Linux-mm Archive on lore.kernel.org
 help / color / mirror / Atom feed
From: Jan Kara <jack@suse.cz>
To: <linux-fsdevel@vger.kernel.org>
Cc: <linux-mm@kvack.org>, Matthew Wilcox <willy@infradead.org>,
	Jan Kara <jack@suse.cz>
Subject: [PATCH 1/4] fs: Avoid inode dirtying on last iput
Date: Wed, 29 Apr 2026 20:00:51 +0200	[thread overview]
Message-ID: <20260429180056.29598-5-jack@suse.cz> (raw)
In-Reply-To: <20260429174850.18223-1-jack@suse.cz>

When inode has dirtied timestamps, we currently call sync_lazytime() on
last iput. This is done because inode with any dirty bit set is not
inserted into LRU and dirty timestamps expire only after many (12 by
default) hours so these inodes would be sitting outside of LRU aging for
a really long time. However this can result in doing IO and consequently
GFP_NOFAIL allocations from dentry reclaim making MM complain.
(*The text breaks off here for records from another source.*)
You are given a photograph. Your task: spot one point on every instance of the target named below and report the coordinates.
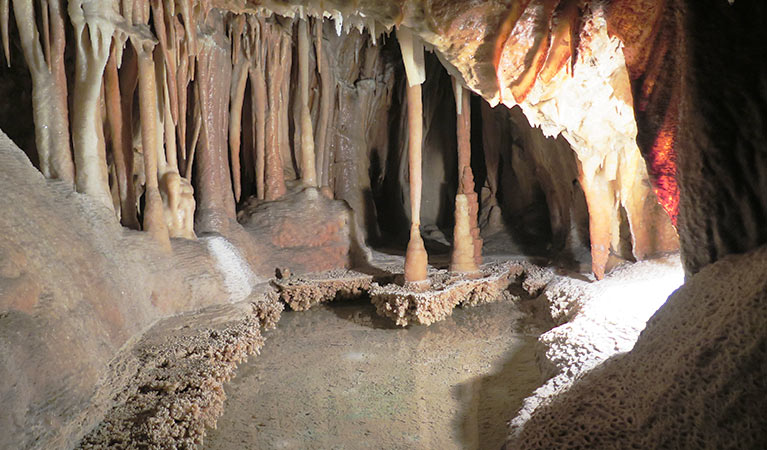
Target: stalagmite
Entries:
(128, 78)
(416, 259)
(216, 206)
(308, 170)
(466, 232)
(462, 257)
(237, 98)
(49, 89)
(93, 29)
(123, 173)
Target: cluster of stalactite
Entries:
(168, 91)
(157, 98)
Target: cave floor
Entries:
(339, 376)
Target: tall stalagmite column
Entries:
(467, 245)
(278, 50)
(49, 83)
(416, 259)
(93, 38)
(216, 206)
(308, 169)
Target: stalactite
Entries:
(182, 84)
(93, 30)
(286, 150)
(274, 181)
(536, 57)
(177, 192)
(416, 259)
(240, 66)
(466, 232)
(49, 89)
(197, 114)
(216, 207)
(167, 46)
(258, 101)
(462, 256)
(562, 41)
(128, 79)
(308, 169)
(4, 16)
(327, 95)
(128, 216)
(154, 218)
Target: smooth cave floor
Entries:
(339, 376)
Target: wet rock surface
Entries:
(340, 376)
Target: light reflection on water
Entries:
(341, 377)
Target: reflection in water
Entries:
(341, 377)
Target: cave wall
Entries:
(722, 143)
(75, 288)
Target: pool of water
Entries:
(338, 376)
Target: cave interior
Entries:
(175, 174)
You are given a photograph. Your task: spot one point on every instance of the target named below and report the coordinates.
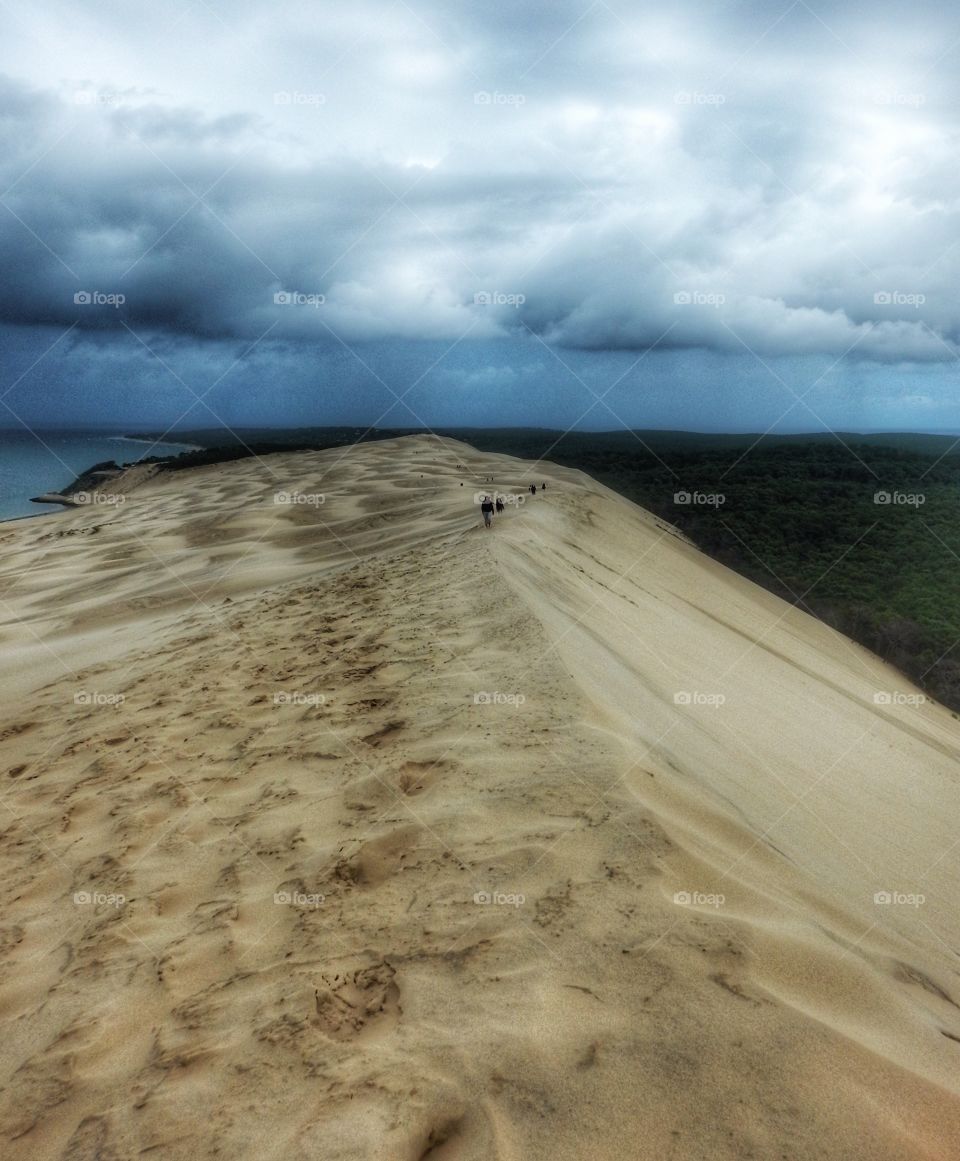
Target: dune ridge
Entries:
(343, 828)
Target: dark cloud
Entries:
(724, 178)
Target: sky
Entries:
(707, 215)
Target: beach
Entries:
(340, 827)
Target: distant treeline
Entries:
(863, 532)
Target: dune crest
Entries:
(338, 827)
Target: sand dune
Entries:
(343, 828)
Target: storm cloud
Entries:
(745, 180)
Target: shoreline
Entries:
(50, 502)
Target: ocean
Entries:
(45, 461)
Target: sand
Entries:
(345, 828)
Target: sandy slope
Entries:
(300, 797)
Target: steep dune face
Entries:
(408, 839)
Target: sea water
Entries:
(45, 461)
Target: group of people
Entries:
(489, 505)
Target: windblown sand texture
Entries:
(283, 749)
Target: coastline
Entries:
(92, 476)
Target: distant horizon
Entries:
(583, 431)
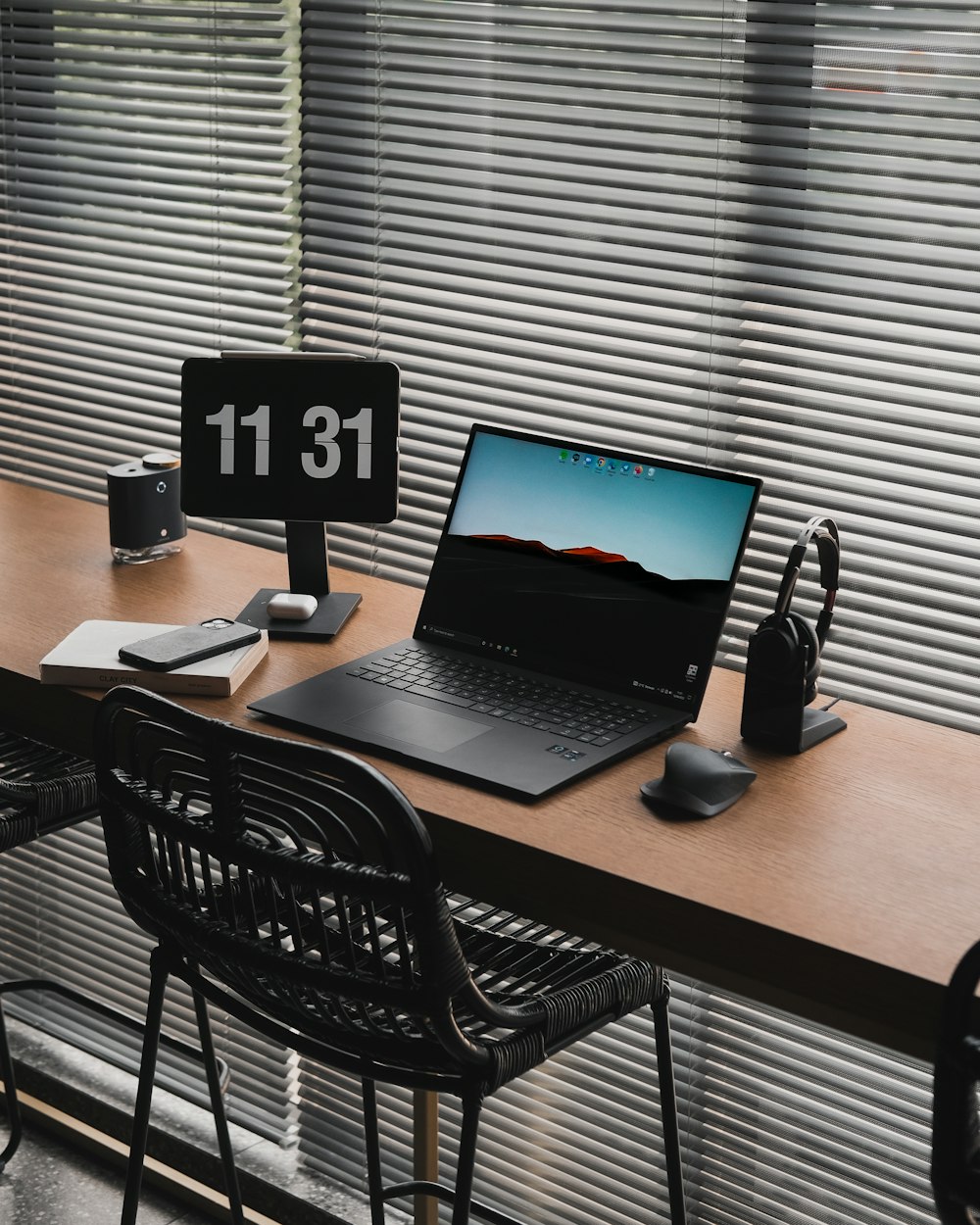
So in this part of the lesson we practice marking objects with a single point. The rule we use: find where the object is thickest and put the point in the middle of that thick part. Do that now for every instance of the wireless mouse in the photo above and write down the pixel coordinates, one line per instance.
(697, 782)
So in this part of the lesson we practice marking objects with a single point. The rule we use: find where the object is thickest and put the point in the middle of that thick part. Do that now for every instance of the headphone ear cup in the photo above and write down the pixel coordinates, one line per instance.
(807, 638)
(777, 650)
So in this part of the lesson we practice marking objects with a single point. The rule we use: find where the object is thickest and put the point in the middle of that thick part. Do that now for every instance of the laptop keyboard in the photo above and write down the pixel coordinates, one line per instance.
(484, 690)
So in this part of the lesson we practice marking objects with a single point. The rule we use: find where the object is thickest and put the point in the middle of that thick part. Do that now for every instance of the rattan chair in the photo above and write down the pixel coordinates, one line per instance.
(42, 790)
(956, 1121)
(295, 887)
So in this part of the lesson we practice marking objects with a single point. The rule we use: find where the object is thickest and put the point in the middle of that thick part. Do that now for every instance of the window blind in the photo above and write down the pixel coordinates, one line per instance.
(148, 189)
(734, 233)
(147, 166)
(731, 233)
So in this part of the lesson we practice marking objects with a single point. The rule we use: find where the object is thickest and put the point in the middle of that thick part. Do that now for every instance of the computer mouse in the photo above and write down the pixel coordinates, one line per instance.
(697, 782)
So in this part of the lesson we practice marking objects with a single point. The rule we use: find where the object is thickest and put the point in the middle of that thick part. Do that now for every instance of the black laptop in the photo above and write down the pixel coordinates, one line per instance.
(571, 616)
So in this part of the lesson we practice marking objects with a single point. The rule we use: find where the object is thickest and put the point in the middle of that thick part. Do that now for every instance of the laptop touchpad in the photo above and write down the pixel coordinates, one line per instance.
(417, 725)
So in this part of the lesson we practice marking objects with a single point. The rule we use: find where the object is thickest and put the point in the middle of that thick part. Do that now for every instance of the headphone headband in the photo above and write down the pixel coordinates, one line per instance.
(823, 530)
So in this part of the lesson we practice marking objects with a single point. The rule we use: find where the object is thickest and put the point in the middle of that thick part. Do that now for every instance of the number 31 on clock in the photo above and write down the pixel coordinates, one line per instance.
(321, 420)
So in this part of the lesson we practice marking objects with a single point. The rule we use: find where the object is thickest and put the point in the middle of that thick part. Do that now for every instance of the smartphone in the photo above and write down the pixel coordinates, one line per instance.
(174, 648)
Sample
trace for ext4 is:

prune_dcache_sb
shrink_dentry_list
__dentry_kill
iput
sync_lazytime
__mark_inode_dirty
ext4_dirty_inode
__ext4_mark_inode_dirty
ext4_reserve_inode_write
ext4_get_inode_loc
bdev_getblk
__filemap_get_folio_mpol

Avoid this dirtying on last iput by reshuffling unused inodes to the
beginning of b_dirty_time list and clobbering dirtied_time_when instead
so that they get written during next periodic writeback.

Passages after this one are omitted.